Mesoclemmys is a genus of South American turtles in the family Chelidae.

==Species==
Species include:
- Mesoclemmys dahli (Zangerl & Medem, 1958) – Dahl's toad-headed turtle
- Mesoclemmys gibba (Schweigger, 1812) – Gibba turtle
- Mesoclemmys heliostemma (McCord, Joseph-Ouni & Lamar, 2001)
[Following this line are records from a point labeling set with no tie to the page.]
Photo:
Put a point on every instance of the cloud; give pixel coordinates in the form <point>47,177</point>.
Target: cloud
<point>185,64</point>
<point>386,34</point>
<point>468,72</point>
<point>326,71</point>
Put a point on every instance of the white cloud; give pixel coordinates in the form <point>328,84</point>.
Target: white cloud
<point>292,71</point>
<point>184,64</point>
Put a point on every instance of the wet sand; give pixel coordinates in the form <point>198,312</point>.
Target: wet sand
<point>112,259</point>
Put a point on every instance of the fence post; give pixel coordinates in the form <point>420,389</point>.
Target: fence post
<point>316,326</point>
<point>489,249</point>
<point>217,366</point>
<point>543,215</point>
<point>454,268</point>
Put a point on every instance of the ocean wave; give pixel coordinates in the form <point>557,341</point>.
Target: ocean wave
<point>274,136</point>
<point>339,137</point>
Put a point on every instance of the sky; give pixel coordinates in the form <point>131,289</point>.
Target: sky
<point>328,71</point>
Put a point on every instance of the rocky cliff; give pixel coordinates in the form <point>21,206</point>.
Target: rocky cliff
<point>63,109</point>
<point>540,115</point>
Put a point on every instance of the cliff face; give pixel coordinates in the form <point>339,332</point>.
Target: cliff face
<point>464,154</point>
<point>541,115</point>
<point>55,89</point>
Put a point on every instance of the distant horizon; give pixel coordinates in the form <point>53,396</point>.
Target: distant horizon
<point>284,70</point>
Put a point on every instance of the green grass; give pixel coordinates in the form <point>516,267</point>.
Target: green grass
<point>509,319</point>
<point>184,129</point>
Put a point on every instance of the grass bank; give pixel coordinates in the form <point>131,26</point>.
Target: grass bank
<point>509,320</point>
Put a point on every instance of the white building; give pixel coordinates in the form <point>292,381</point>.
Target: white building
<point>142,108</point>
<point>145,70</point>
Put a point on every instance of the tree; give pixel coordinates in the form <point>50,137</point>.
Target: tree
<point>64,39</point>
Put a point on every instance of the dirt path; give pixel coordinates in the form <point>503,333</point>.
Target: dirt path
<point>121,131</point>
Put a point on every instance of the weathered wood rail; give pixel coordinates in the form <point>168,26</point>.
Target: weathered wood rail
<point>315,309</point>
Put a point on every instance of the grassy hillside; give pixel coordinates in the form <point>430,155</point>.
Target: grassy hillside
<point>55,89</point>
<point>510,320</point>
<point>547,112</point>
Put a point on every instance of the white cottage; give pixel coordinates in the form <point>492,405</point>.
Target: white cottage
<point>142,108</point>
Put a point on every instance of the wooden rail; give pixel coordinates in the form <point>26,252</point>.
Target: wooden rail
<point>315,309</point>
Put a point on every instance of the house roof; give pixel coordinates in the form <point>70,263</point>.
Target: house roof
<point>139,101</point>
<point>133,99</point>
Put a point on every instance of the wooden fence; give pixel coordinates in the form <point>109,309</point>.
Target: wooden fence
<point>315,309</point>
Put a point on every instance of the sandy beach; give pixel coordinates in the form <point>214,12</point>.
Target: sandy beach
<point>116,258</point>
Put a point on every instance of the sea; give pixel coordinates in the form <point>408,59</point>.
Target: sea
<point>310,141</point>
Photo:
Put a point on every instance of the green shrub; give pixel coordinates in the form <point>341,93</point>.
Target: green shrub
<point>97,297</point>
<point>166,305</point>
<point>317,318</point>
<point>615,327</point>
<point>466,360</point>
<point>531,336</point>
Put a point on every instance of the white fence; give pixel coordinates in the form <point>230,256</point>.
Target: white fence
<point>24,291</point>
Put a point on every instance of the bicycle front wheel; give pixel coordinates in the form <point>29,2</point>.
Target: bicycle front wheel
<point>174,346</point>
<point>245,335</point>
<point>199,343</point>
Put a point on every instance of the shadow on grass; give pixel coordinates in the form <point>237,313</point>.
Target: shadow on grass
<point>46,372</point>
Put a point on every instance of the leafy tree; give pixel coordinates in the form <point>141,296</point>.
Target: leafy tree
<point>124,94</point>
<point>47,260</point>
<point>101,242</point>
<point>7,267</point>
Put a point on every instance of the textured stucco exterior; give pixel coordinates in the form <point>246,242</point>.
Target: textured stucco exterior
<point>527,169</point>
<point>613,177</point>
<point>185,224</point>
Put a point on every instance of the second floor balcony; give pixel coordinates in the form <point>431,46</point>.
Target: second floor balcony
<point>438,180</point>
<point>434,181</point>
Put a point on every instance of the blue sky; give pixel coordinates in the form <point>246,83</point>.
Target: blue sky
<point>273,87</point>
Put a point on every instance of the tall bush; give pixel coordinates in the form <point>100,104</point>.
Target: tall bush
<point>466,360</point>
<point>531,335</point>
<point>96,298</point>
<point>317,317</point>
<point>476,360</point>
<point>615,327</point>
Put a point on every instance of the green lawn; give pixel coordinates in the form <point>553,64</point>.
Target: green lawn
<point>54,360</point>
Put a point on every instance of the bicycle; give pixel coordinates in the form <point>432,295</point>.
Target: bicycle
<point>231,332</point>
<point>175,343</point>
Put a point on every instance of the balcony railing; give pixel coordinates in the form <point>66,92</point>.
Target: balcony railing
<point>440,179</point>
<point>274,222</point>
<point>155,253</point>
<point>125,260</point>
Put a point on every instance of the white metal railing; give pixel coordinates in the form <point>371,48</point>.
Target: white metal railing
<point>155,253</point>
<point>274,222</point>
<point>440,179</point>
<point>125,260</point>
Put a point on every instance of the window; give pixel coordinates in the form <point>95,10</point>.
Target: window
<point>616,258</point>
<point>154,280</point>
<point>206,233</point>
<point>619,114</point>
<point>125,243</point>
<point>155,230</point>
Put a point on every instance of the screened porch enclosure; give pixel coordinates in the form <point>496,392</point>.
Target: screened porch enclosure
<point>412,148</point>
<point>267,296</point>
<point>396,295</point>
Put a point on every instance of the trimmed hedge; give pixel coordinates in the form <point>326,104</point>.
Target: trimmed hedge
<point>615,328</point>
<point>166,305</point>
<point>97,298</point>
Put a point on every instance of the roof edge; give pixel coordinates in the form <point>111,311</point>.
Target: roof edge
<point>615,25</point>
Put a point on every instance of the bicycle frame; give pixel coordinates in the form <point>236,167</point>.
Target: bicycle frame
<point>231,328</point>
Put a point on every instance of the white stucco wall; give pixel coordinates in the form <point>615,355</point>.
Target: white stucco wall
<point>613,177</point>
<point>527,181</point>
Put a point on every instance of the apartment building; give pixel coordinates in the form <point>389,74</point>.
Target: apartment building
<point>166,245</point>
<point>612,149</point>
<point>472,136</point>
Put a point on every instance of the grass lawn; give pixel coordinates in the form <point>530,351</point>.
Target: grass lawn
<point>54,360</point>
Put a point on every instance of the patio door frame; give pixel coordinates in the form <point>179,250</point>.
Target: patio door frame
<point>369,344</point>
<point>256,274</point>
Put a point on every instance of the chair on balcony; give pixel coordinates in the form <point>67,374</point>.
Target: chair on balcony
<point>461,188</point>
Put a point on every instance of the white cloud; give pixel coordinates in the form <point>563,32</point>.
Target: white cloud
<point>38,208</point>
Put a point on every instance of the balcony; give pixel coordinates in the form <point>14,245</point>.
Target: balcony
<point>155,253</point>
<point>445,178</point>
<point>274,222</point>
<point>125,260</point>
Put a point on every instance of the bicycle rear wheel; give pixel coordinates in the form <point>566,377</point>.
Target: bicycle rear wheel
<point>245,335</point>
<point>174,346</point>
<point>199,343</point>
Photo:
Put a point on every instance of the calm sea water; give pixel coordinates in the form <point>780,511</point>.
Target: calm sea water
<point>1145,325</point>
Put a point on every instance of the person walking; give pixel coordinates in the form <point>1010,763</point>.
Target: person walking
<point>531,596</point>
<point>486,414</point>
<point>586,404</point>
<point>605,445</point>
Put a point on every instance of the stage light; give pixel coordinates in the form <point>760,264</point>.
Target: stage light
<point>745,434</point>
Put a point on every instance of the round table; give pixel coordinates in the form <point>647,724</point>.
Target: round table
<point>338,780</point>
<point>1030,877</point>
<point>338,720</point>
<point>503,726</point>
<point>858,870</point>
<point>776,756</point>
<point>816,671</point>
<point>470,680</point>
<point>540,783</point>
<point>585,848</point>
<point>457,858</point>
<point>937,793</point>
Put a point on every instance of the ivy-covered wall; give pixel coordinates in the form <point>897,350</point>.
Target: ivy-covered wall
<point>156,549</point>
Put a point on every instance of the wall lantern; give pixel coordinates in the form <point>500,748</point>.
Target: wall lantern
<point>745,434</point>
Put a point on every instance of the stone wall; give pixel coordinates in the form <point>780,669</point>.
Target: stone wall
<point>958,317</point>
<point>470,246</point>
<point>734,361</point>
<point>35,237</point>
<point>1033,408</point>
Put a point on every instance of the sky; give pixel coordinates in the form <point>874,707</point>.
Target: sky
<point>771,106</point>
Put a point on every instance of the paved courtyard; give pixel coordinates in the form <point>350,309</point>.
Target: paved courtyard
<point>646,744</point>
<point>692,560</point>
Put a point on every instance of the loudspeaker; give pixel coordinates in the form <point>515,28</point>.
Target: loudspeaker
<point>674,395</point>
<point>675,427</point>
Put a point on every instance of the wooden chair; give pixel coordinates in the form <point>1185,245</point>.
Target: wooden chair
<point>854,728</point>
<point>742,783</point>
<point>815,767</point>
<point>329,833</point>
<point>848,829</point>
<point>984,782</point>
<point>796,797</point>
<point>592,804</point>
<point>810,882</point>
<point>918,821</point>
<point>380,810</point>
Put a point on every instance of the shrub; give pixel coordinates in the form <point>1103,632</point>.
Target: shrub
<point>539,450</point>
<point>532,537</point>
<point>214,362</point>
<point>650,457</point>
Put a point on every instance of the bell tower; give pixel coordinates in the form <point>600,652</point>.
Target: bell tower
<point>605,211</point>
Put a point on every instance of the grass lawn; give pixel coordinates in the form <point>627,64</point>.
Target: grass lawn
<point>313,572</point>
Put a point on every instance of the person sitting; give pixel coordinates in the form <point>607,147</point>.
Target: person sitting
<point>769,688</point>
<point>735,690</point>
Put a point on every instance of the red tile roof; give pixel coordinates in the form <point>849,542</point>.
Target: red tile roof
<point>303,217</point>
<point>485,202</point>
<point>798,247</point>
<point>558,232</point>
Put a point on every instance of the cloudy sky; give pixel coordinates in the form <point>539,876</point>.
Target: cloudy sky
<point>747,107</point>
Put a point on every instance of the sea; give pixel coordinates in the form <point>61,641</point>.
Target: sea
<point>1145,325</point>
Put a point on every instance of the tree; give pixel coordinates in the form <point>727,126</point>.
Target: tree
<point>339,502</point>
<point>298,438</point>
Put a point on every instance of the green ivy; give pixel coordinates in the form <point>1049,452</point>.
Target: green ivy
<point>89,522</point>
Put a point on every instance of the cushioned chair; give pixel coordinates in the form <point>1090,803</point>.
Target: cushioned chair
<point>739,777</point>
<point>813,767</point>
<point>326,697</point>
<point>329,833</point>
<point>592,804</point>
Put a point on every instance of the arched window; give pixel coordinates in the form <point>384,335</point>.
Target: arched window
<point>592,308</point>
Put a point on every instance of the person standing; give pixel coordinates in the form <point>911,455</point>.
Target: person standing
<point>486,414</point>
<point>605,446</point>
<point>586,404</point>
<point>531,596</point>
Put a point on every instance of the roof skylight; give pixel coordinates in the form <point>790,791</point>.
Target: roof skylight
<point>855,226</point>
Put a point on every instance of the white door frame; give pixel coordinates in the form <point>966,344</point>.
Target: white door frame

- Mesoclemmys jurutiensis Cunha, Sampaio, Carneiro & Vogt, 2021
- Mesoclemmys nasuta (Schweigger, 1812)
- Mesoclemmys perplexa Bour & Zaher, 2005
- Mesoclemmys raniceps (Gray, 1856) – Amazon toad-headed turtle
- Mesoclemmys sabiniparaensis Cunha, Sampaio, Carneiro, Vogt, Mittermeier, Rhodin & Andrade, 2022
- Mesoclemmys tuberculata (Luederwaldt, 1926) – Tuberculate toad-headed turtle
- Mesoclemmys vanderhaegei (Bour, 1973) – Vanderhaege's toad-headed turtle
- Mesoclemmys zuliae (Pritchard & Trebbau, 1984) – Zulia toad-headed turtle
- †Mesoclemmys vanegasorum (Cadena et al., 2020) – La Victoria Formation, Laventan Colombia

Nota bene: A binomial authority in parentheses indicates that the species was originally described in a genus other than Mesoclemmys.